Industrial property sector deemed to remain active


In the same statement, Knight Frank Malaysia capital markets executive director Allan Sim said there was tremendous growth in foreign investments within the Klang Valley in the first half of 2019, driven mainly by robust performance in the manufacturing sector.

PETALING JAYA: The industrial property sector is expected to remain active for the rest of this year, supported by foreign direct investment inflows.

Knight Frank Malaysia in a recent statement said the launch of Industry4WRD late last year in response to the digital transformation of the manufacturing sector and its related services will pave the way for the country.

The property consultancy said the Klang Valley, Penang and Johor will be primary destinations for investments.

In the same statement, Knight Frank Malaysia capital markets executive director Allan Sim said there was tremendous growth in foreign investments within the Klang Valley in the first half of 2019, driven mainly by robust performance in the manufacturing sector.

“With semiconductors and electrical and electronics players looking to expand within Malaysia, we anticipate more construction activities of factories and warehouses to cater to the relocation and expansion of these foreign manufacturers.”

He said the e-commerce logistics warehousing sector is “another exciting chapter to watch out for”.

“Recall the joint venture between Malaysia Airports and Cainiao in relation to the 1.2 million sq ft air logistics hub within the Digital Free Trade Zone. The facility is slated for completion by year-end and we expect to see further activities in the e-commerce warehousing and logistics market,” he said.
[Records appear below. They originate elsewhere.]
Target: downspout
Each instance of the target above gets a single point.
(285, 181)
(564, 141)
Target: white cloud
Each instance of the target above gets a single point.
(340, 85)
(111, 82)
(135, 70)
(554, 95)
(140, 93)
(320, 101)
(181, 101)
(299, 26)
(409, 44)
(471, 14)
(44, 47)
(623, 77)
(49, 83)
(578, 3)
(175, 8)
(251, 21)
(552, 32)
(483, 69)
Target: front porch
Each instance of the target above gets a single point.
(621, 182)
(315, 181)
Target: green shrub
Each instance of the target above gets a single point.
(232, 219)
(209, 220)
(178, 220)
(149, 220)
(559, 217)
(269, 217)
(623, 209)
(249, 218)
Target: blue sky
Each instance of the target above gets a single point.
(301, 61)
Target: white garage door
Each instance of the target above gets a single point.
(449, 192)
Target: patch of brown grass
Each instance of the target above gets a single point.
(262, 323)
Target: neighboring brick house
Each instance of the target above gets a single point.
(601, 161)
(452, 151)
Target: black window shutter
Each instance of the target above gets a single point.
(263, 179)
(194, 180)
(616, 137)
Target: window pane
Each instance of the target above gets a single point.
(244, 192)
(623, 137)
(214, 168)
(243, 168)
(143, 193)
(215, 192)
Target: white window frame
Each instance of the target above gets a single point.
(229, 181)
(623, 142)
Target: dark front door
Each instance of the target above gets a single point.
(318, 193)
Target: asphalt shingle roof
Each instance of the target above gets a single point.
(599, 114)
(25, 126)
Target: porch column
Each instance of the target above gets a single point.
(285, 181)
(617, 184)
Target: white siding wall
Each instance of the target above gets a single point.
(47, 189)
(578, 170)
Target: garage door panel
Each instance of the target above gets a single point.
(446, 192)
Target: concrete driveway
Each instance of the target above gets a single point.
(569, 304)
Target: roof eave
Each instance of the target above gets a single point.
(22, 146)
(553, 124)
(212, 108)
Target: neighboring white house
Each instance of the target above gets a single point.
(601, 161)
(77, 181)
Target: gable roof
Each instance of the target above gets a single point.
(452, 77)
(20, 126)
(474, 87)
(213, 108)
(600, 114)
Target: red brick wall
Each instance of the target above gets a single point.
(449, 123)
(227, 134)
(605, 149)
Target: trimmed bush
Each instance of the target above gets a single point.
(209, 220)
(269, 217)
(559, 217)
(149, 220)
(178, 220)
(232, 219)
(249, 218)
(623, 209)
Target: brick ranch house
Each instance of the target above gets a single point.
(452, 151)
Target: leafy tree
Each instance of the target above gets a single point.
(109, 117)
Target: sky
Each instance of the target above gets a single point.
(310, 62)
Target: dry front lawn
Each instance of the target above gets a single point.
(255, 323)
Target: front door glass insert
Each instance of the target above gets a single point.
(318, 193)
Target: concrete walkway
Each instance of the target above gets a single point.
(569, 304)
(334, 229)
According to the Valuation and Property Services Department (JPPH) in its Property Market Report 2018, the industrial property sub-sector recorded 6,032 transactions worth RM15.01bil in 2018, which was an increase of 5.4% and 28.9% in volume and value compared to the year before. It said the prices of industrial properties showed a “mixed performance”.

“Johor recorded several negative, double-digit price changes, especially in the Tampoi area. While in Penang, property in the South-west district showed a better price change due to limited supply for the property type,” it said.

Meanwhile, Knight Frank Penang executive director Tay Tam said the attraction of Penang can be attributed to the state’s robust supply chain, with several players home-grown as well as its strong talent pool, well-established infrastructure and good support services to investors.

“Industrial properties within the matured Bayan Lepas Industrial Park continues to be in demand while several multinational companies have set up operations in the newer Batu Kawan Industrial Park which includes several existing manufacturers from the island.

“The industrial sector outlook for Penang looks good over the medium to longer term,” he said in a statement.

As for the Johor market, Knight Frank Johor branch head Debbie Choy said the expansion of Iskandar Malaysia’s boundaries is expected to generate more job opportunities and enhance export volume.

“The industrial sector continues to show positive sentiments as we continuously receive active enquiries for warehouse/manufacturing space.

“Johor is well connected for both imports and exports via three sea ports and an international airport. This is one of the reasons that Johor will house the world’s biggest ship-to-ship hub,” she said.